Try buying or building a small business beyond the level of the micro loan approaches [used in some third world countries -- often successfully] without some personal savings. Then complicate that situation with a world where loans are not available either because there is no allocation process or because no one is willing to loan with no incentive, but with the certainty of at least some defaults.
I personally have a business that I financed through savings. It hasn't made me rich, but it might. What I can attest to is that without savings I would have lost the business by now as almost nothing in business goes perfectly. Think $10 oil when you were planning on $20 oil. Think lightning strikes, casing collapses, sudden water break throughs, rivers changing courses. Try to survive a few bad years with nothing in reserve, and where partial liquidation of the investment would result in pennies on the dollar.
You are correct about traditional defined benefit pension plans being investors not savers.
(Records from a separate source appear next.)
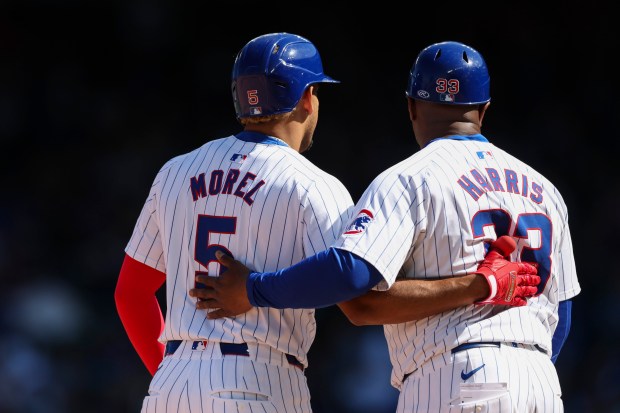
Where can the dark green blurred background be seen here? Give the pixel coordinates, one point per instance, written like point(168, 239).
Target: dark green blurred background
point(96, 95)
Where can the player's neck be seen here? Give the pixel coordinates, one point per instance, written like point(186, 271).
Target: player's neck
point(280, 131)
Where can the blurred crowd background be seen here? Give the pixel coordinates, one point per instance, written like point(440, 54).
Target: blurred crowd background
point(95, 96)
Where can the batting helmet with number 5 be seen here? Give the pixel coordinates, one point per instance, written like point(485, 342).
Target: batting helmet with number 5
point(271, 73)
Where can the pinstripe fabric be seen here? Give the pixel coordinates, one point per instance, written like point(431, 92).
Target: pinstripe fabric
point(511, 380)
point(256, 198)
point(204, 381)
point(432, 215)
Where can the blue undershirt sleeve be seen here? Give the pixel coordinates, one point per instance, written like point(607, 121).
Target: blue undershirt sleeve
point(561, 331)
point(324, 279)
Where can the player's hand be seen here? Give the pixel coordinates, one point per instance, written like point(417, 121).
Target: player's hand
point(510, 283)
point(226, 294)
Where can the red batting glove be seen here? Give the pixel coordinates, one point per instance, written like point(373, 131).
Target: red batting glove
point(510, 282)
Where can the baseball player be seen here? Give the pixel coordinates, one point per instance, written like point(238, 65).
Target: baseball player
point(430, 216)
point(255, 197)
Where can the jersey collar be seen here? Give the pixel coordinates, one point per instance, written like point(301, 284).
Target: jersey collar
point(258, 137)
point(477, 137)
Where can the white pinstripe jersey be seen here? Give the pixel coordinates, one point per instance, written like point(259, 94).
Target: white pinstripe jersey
point(257, 199)
point(430, 216)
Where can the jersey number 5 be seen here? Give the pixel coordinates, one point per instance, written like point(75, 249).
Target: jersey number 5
point(539, 223)
point(205, 251)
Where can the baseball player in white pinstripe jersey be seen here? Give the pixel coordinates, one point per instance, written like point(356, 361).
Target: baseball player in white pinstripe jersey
point(431, 216)
point(255, 197)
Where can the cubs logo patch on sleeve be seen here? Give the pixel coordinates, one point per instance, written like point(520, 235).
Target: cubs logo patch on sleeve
point(359, 224)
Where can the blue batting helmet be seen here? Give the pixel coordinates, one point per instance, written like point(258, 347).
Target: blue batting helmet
point(271, 73)
point(449, 72)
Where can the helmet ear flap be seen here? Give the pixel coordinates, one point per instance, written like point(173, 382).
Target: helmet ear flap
point(450, 73)
point(271, 73)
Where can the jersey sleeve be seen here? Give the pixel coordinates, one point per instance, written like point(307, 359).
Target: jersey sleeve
point(386, 223)
point(568, 283)
point(327, 209)
point(145, 244)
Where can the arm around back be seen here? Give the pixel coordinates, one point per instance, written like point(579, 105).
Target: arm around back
point(139, 310)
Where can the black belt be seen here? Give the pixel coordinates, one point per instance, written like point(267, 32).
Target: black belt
point(230, 349)
point(467, 346)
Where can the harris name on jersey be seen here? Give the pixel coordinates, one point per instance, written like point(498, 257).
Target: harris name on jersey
point(478, 183)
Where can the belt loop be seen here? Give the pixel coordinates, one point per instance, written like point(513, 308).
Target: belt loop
point(228, 349)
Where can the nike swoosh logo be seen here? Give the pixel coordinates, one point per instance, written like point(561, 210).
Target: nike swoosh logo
point(465, 376)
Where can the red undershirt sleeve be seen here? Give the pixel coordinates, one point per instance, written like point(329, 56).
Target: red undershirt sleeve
point(139, 309)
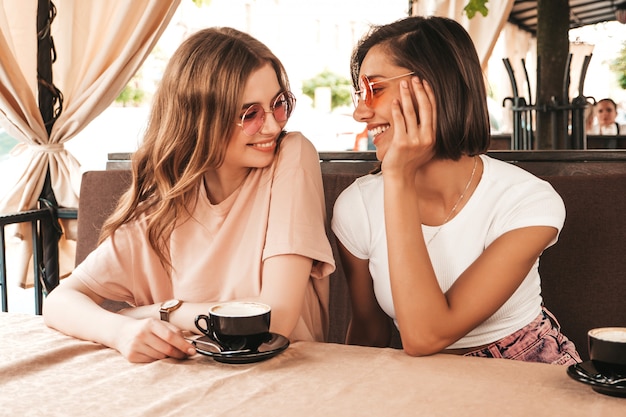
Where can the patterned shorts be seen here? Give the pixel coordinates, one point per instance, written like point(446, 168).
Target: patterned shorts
point(539, 341)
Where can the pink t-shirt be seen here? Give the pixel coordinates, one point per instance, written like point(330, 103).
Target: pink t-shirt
point(217, 254)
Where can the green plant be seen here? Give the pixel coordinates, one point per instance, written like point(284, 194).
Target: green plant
point(618, 66)
point(476, 6)
point(131, 94)
point(339, 87)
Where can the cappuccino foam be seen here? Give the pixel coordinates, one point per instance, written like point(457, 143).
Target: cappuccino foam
point(610, 334)
point(239, 309)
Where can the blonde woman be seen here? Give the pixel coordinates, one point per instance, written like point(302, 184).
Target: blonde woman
point(224, 205)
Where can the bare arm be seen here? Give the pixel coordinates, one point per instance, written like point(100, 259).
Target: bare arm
point(74, 309)
point(369, 326)
point(285, 278)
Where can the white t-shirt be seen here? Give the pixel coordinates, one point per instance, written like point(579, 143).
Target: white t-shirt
point(610, 130)
point(506, 198)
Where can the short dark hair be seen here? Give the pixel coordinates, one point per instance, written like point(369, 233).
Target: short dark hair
point(440, 51)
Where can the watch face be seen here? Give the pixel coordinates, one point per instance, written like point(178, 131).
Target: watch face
point(169, 303)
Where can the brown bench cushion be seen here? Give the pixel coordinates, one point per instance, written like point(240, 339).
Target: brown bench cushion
point(584, 274)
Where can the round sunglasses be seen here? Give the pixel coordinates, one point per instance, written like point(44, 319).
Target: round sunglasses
point(365, 92)
point(253, 118)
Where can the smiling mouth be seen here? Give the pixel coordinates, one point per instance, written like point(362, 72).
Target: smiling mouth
point(264, 145)
point(378, 130)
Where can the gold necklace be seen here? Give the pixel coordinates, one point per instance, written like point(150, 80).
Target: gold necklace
point(455, 204)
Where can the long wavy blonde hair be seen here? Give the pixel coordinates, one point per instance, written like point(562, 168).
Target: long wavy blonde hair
point(192, 119)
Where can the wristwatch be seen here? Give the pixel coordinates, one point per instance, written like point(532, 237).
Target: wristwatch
point(167, 307)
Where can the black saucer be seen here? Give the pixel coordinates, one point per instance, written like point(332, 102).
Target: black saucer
point(276, 344)
point(587, 374)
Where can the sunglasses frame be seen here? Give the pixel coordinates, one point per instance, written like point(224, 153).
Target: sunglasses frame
point(288, 96)
point(366, 88)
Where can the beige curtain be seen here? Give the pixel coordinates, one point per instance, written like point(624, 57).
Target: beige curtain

The trusts are investors. The sponsors have mostly investor attributes. The plan participants see pensions as savings ... but they aren't. The plan participants, the plan sponsor, and the PBGC are at all at risk for the results of the trust returns.
The move toward defined contribution plans makes the new plan participants solely at risk. Sometimes they win. Sometimes they lose. By and large, the political left is more likely to be outraged by turning pension plan participants into non professional, part time, minority investors. I have no real opinion one way or the other about the societal good of this ongoing change, but do not believe that the corporations are doing this to benefit the plan participants.
You are correct about central planning. There is a lot of central planning in the U.S.A. Most of it IMO doesn't work too well. Central planning tends to work best on an ad hoc basis where there is a monumental goal and because of the disasterous consequences of failur, the other consequences [collateral damage from the ad hoc activities] can largely be ignored for what the powers that be regard as the greater good. Central planning can range from these sorts of efforts [e.g. winning World War II or maybe at some point mitigating peak oil]; to the the more mundane and contiunous picking of winners and losers through tax policy and grants; setting of interest rates through the actions of the "independent" Federal Reserve; to the true command economies like the old Soviet model.
Let's just give the process a new name. It is no longer "Central Planning". It is hereforth named "Intelligent Economic Design". --the label is the logic
Central planning has given us, the Five Year Plans of Mao and Stalin, as well as the continuing shining examples of North Korea and Cuba. As I have noted elsewhere in this thread, there may be a place for central planning in the really big areas where an ad hoc effort may alleviate the purely reactive aspects of a pure market based solution by implementing the appropriate approach in advance of the immentent, but belated price signals. I have labelled myself a reactionary, but I believe that I am in reality someone who believes that failed experiments should be considered failed experiments not as something that merely needed more time, more money, more civic spirit, more ____ ???? [fill in the blank.]
Intelligent design? The concept of irreducible complexity has some apparent merit, but the number or opportunities for the monkeys with keyboards to produce the biological equivalent of Hamlet by random chance is indeed beyond comprehension. The jury is out, but if a believer needs a scientific basis to believe, this is as good a basis as I can see. [My personal opinion is that matters of faith are inherently matters of faith.]